Fast K-mer counting in Julia
https://AntonOresten.github.io/VectorizedKmers.jl/
MIT License
9 stars 0 forks source link

Kmers.jl #25

Open AntonOresten opened 1 year ago

AntonOresten commented 1 year ago

so I just found out about this neat in-development Kmers.jl package. It has this Kmer type, a very intricate type ecosystem, and fancy functions.

I did a microbenchmark on a k-mer counting vector function thing and the implementation was orders of magnitude slower than my implementation that looks at the data of the sequence directly.

function count_kmers2(seq::LongDNA{2}, k::Integer)
    kcv = KmerCountVector{4, k}()
    counts = kcv.counts
    for (i, kmer) in EveryKmer(seq, Val{k}())
        counts[kmer.data[1] + one(UInt)] += 1
    end
    kcv
end

image

Moreover, vectorized k-mer counting can only easily be done directly with Kmers.jl with 2-bits/base sequences, cause of how the data is stored when we allow for ambig nucs (4 bits/base). for my own implementation of vectorized k-mer counting on LongDNA{4}, I solve this by calling trailing_zeros on every 4 bits in the data vector, to get the 2-bit representations of each base (this also disambiguates the base to the first possible base in the order A, C, G, T). if this was done on 4-bits/base DNAKmers, it'd just be a sh*tshow really. a sliding window is the way to go. these Kmer thingies can probably be used for a generalized function that applies to all BioSequences though. but i'm still not sure how to handle ambig sequences...

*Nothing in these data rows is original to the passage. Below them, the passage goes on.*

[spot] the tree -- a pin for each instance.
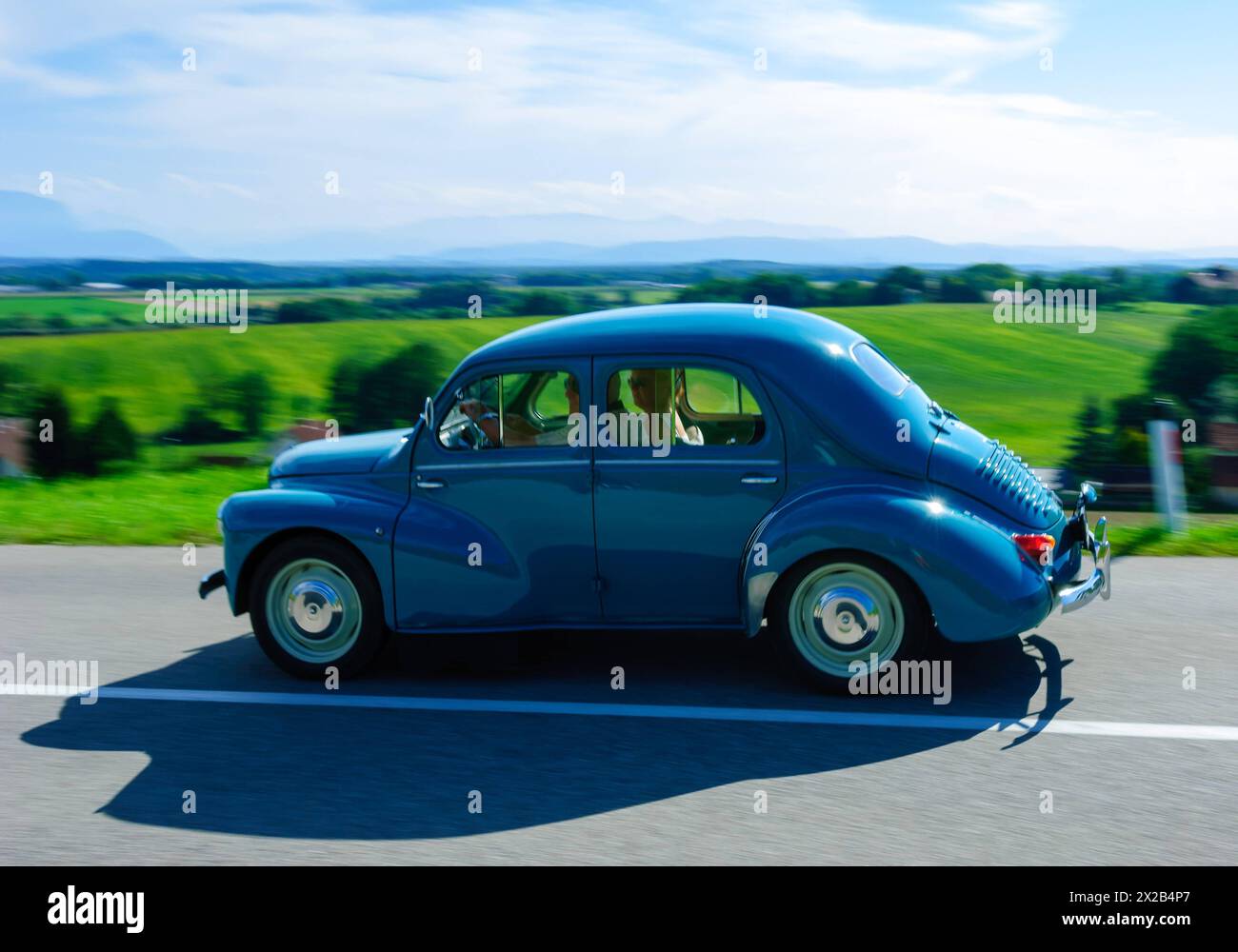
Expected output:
(1199, 353)
(108, 440)
(250, 396)
(389, 394)
(1090, 447)
(50, 438)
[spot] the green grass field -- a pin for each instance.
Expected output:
(82, 312)
(156, 374)
(1023, 384)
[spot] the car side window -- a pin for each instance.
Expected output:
(705, 407)
(504, 411)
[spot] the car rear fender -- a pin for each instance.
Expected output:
(977, 585)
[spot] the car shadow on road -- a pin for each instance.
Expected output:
(389, 774)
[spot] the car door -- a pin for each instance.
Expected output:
(499, 535)
(673, 522)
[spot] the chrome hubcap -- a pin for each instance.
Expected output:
(845, 613)
(313, 610)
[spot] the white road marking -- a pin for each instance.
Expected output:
(755, 714)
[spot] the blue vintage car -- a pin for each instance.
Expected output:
(688, 466)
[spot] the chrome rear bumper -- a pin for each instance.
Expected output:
(1072, 596)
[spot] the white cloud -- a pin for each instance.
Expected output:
(566, 95)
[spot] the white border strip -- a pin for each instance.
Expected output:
(753, 714)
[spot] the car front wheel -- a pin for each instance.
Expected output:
(830, 615)
(316, 605)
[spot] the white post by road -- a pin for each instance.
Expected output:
(1165, 457)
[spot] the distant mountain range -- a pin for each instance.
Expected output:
(37, 227)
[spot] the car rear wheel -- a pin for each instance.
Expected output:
(830, 613)
(316, 605)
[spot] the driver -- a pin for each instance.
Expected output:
(516, 431)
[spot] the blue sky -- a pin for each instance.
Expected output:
(1065, 123)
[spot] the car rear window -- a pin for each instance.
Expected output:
(883, 373)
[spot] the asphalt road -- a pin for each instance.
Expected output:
(310, 780)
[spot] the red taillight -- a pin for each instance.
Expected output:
(1038, 547)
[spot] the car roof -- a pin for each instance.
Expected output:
(733, 330)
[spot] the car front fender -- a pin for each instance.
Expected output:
(255, 522)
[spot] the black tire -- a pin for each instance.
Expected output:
(293, 647)
(809, 652)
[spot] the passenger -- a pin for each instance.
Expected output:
(651, 392)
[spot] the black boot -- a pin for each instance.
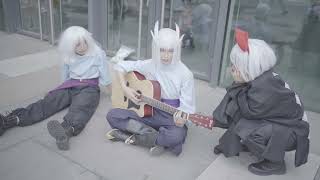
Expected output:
(266, 168)
(7, 122)
(60, 133)
(218, 151)
(118, 135)
(143, 135)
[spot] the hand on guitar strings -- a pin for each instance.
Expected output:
(132, 94)
(180, 118)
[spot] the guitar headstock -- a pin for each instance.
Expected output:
(200, 120)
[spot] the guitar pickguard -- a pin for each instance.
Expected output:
(132, 104)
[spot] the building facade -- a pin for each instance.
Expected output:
(291, 27)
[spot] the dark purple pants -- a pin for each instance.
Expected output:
(170, 136)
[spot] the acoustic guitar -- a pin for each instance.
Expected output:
(150, 93)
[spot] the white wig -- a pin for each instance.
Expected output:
(252, 64)
(69, 39)
(168, 39)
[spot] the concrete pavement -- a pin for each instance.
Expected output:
(30, 153)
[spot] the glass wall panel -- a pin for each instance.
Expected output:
(123, 25)
(2, 24)
(196, 20)
(292, 29)
(74, 13)
(30, 15)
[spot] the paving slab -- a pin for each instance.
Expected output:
(31, 161)
(236, 168)
(116, 160)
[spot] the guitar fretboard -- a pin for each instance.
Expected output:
(158, 104)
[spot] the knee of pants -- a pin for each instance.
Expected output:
(171, 136)
(113, 117)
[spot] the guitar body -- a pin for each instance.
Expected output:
(143, 86)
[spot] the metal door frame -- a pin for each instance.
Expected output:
(40, 35)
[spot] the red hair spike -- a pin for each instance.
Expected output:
(242, 39)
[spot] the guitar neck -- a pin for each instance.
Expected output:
(158, 104)
(200, 120)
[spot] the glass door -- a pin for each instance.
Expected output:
(197, 21)
(30, 19)
(2, 24)
(292, 29)
(128, 25)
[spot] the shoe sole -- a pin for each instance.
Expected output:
(278, 172)
(58, 132)
(156, 151)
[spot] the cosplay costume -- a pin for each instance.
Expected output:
(177, 90)
(262, 115)
(80, 91)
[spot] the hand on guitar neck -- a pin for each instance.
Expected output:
(180, 118)
(140, 95)
(128, 91)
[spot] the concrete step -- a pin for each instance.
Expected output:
(236, 168)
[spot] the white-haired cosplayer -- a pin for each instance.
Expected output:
(84, 68)
(158, 132)
(260, 111)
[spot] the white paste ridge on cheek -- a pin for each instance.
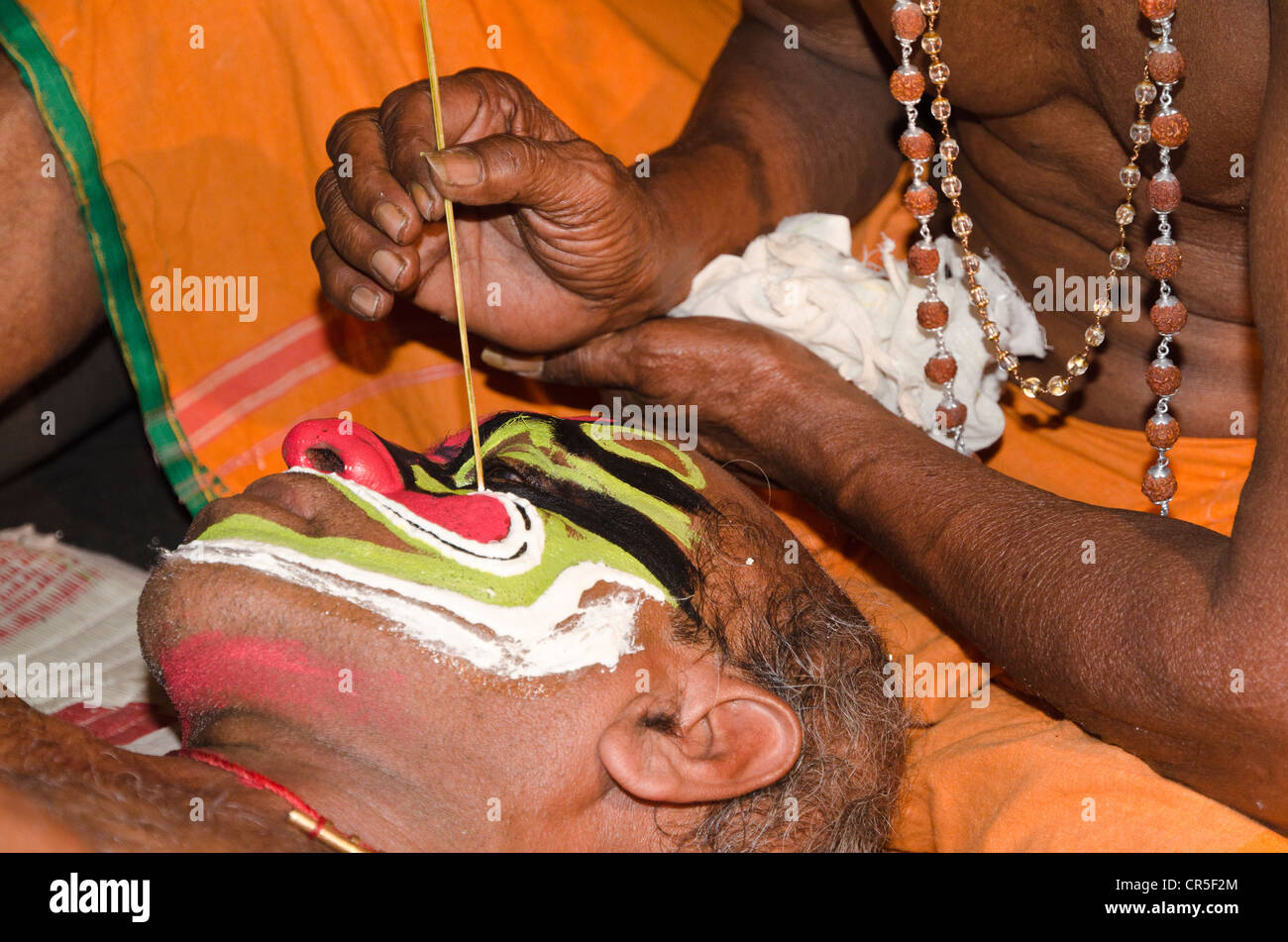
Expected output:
(554, 635)
(520, 550)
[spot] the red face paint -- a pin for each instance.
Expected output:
(214, 671)
(360, 455)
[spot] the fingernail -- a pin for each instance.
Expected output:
(519, 366)
(390, 219)
(423, 201)
(365, 301)
(387, 265)
(456, 166)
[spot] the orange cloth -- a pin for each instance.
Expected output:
(210, 157)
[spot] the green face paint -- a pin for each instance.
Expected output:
(581, 510)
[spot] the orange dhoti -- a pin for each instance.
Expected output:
(194, 134)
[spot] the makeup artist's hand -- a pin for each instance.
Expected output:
(760, 396)
(558, 240)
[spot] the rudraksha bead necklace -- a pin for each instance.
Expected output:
(1164, 67)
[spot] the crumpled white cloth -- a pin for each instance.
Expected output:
(802, 280)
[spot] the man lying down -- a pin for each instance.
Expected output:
(604, 650)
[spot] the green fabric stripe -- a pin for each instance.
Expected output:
(117, 279)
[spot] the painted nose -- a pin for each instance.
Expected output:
(359, 455)
(343, 448)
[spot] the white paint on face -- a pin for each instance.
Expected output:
(554, 635)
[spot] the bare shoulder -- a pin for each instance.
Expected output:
(60, 789)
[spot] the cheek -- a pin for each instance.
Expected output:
(211, 671)
(270, 648)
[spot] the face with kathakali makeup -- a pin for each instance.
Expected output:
(437, 667)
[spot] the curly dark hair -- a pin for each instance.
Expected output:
(805, 641)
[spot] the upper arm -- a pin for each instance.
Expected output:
(52, 297)
(832, 30)
(1248, 590)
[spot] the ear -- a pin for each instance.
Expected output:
(729, 739)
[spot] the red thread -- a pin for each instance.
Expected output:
(262, 782)
(254, 780)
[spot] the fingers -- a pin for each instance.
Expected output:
(507, 168)
(347, 287)
(603, 361)
(407, 123)
(357, 147)
(361, 245)
(477, 103)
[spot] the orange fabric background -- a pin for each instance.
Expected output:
(211, 157)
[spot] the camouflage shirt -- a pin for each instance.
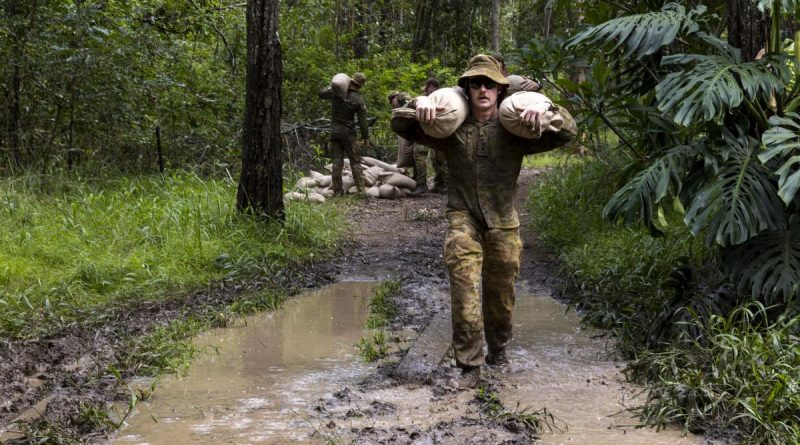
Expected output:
(484, 161)
(343, 112)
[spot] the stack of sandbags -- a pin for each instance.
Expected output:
(381, 180)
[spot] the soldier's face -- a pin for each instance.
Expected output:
(483, 93)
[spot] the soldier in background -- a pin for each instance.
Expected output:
(343, 131)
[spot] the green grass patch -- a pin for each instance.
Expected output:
(382, 307)
(549, 159)
(619, 277)
(534, 422)
(72, 248)
(743, 372)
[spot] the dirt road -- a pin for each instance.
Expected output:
(559, 372)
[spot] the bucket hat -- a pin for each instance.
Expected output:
(483, 65)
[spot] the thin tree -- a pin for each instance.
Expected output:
(261, 184)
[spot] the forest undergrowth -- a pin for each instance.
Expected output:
(712, 361)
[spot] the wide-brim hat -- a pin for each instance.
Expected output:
(359, 79)
(483, 65)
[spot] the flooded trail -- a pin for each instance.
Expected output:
(294, 376)
(258, 384)
(559, 366)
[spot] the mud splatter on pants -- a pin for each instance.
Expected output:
(480, 259)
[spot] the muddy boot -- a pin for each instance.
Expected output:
(419, 191)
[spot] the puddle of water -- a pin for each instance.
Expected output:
(558, 366)
(266, 377)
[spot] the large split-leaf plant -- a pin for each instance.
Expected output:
(710, 132)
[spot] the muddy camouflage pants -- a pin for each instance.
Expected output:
(343, 144)
(480, 260)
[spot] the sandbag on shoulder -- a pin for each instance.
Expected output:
(513, 105)
(454, 114)
(376, 163)
(340, 83)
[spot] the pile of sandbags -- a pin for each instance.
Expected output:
(381, 180)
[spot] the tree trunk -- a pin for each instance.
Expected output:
(748, 28)
(495, 23)
(261, 184)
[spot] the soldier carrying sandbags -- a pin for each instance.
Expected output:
(482, 246)
(346, 104)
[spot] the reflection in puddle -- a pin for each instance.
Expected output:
(266, 376)
(558, 366)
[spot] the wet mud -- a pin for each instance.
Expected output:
(259, 394)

sorry about poorly structuring this issue. just wanted to get my thoughts out there. may also have f'd up the grammar, spelling, and capitalization a bit. heh.

camilogarciabotero commented 1 year ago

Hey Anton,

Thanks for working on this package! There's been some discussion regarding Kmers.jl in Discourse and Slack (would be nice if you could join and and help to improve the bioinformatics community), anyways the summary is that the package is still unfinished, but there is now a work in progress to finish it. My guess is that any discussion hopefully will be fruitful!